# got 4 new bettas!!:)



## ~G~ (Feb 4, 2010)

heys guys,

im diving into bettas!

i got 2 females and 2males. i thought on of them was a female though but i was wrrong. lol.

there really cute.
the 2 females are in my 10g. and the males . well i was gunna put them in my 27 gallon with a divider but cichlids dont mix at ALL.
so the males are sadly in two separete betta bowls rite now. but not for long.
i might try to breed them in the future but not rite now.

i bought them from my LFS. i know its not good to buy from stores. but i just want to try them so plz dont get mad that i didnt buy "quality Bettas"from the internet. but i really love these bettas and will have pics l8ter.


----------



## gypsity (May 19, 2010)

better to get them from a LOCAL pet store rather than from walmart / petco / petsmart / craft stores (craft stores carry them as DECORATIONS for flower vases!!<-- Disgustingly unfair, no welfare checks on pets in a craft store)


----------



## ~G~ (Feb 4, 2010)

all the LFS around here keep them in cups though so there wasn't very much options,and these bettas arent going to be kept in vases. one of my females in a 10g with a male and a divider in the middle. and ima prolly going to get another tank for the other bettas

i did get one f the males at animal world which is very nice
pink and purple with a white body.
its nicee


----------



## Peeps (May 24, 2010)

Congrats!
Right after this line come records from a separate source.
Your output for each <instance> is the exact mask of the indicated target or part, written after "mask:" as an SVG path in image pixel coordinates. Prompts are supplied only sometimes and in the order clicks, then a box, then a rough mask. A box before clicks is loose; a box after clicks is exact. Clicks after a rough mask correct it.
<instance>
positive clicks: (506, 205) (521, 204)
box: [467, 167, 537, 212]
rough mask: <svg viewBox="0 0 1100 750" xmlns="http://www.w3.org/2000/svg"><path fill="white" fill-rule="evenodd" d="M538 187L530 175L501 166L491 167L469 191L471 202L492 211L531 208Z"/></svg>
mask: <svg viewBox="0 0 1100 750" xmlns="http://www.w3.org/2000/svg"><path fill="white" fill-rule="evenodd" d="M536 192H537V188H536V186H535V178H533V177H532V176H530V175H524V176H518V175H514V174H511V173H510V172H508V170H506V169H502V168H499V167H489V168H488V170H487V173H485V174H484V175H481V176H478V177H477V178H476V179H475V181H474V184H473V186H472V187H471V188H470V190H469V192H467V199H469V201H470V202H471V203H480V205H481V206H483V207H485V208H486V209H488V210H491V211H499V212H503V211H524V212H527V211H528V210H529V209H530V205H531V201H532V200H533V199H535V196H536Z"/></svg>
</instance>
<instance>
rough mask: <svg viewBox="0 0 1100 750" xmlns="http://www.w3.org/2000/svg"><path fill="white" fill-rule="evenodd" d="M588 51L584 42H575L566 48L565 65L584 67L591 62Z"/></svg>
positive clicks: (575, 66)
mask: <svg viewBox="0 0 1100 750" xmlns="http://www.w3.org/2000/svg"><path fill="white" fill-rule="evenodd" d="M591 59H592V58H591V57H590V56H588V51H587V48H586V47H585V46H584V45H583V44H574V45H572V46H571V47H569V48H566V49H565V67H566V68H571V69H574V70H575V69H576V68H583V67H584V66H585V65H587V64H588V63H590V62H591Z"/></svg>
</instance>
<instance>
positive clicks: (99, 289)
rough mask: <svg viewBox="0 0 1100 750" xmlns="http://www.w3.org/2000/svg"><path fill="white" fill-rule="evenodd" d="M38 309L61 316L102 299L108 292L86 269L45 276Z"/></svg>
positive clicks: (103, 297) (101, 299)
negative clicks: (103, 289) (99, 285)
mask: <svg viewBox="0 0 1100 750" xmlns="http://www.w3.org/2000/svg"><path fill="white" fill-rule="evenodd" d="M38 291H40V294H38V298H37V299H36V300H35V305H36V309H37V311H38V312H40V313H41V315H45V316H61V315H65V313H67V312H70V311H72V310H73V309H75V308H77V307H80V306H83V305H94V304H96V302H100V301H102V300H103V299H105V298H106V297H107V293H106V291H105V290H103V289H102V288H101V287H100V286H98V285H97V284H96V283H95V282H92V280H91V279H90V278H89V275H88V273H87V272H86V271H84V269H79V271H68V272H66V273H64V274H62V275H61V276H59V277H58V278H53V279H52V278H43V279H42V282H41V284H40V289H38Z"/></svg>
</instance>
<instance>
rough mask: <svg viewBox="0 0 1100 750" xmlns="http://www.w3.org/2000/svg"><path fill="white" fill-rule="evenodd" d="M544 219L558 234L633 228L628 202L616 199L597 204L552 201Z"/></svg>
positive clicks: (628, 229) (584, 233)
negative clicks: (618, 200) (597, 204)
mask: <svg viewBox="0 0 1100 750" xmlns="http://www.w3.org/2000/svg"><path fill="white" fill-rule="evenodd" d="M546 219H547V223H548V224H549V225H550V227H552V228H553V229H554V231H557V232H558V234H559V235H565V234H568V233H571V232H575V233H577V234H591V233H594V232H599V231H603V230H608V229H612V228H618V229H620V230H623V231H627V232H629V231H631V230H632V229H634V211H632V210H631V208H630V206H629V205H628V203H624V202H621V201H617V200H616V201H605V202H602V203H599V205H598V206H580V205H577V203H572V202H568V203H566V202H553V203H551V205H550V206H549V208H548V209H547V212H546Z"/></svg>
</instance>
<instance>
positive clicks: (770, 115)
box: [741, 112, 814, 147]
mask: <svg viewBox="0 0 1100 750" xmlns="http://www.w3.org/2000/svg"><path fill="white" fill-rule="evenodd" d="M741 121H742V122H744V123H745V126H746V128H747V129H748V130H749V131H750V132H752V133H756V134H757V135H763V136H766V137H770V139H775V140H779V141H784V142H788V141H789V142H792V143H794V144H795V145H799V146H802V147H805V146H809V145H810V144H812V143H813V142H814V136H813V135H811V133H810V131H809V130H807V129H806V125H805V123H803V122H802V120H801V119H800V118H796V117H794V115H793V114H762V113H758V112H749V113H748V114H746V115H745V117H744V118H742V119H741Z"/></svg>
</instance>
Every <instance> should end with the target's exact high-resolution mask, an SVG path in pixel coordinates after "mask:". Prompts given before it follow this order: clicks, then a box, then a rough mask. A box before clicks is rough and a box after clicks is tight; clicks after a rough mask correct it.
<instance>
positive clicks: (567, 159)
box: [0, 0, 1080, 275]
Hopefully you can get them to breed for you, that would be cool. I don't understand why they keep them in those containers, it's horrible. Can you get pics of them? I would love to see them.


----------



## ~G~ (Feb 4, 2010)

*Forgot about pics but here they are!*

hi guys forgot to post some pics of my bettas.sorry if i revieved this old one.D:

Here are some of them.


----------



## Plakat_bettas (Jul 5, 2010)

is that light coloured one a male?? BODY looks to be the shape of a HMPK


----------



## Peeps (May 24, 2010)

Very pretty bettas.


----------



## Corwin (May 23, 2010)

Just by the way you were talking about the two males, do you intend to keep them all in one tank? I thought you couldnt do that with bettas?

also, very pretty fish btw


----------



## ~G~ (Feb 4, 2010)

oh no i only have the 2 now that are in the pictures. the others i didnt have enough room and i felt bad but these ones are getting on very well.
i think the male is a half moon plakatt but i just bought him at a store. is that a find? but i dont know if i should breed them though becasue other ppl on another forum said id just get mutt bettas with nothin special.


----------



## Plakat_bettas (Jul 5, 2010)

its not really a find , most of my hmpk's or just pks (some are not hm at all) were labelled as female in the store..... I am slowing teaching the employees how to tell the difference. After MONTHS of arguing getting a few employees fired and NUMEROUS job offers.... lol


----------



## ~G~ (Feb 4, 2010)

lol if i was working there i would just follow you i wouldnt want to get fired


But shoud i breed those two?

like im not sure but i want to know someelses opinion too :/


----------



## Plakat_bettas (Jul 5, 2010)

the pet stores here are chain stores so they dont know anything about fish at all.... I have this habit of getting annoyed when I walk in and over hear them giving false info about the fish to a customer. Especially a fish I have spent years with breeding them rescuing them researching them.... I want to go see them in the wild and at breeders in Thailand NEXT..... 

I would breed two that were similar colors and NOT from the same store. same store = same supplier = inbreeding. 

If that one is a male he will be fairly young yet http://www.waynesthisandthat.com/bettagrowth.html
so I would try to find a female that matches his colors, and get all the food ect that you will feed the fry ready as they eat LIVE..... do you know what would happen to the young once they are ready to jar and sell?


----------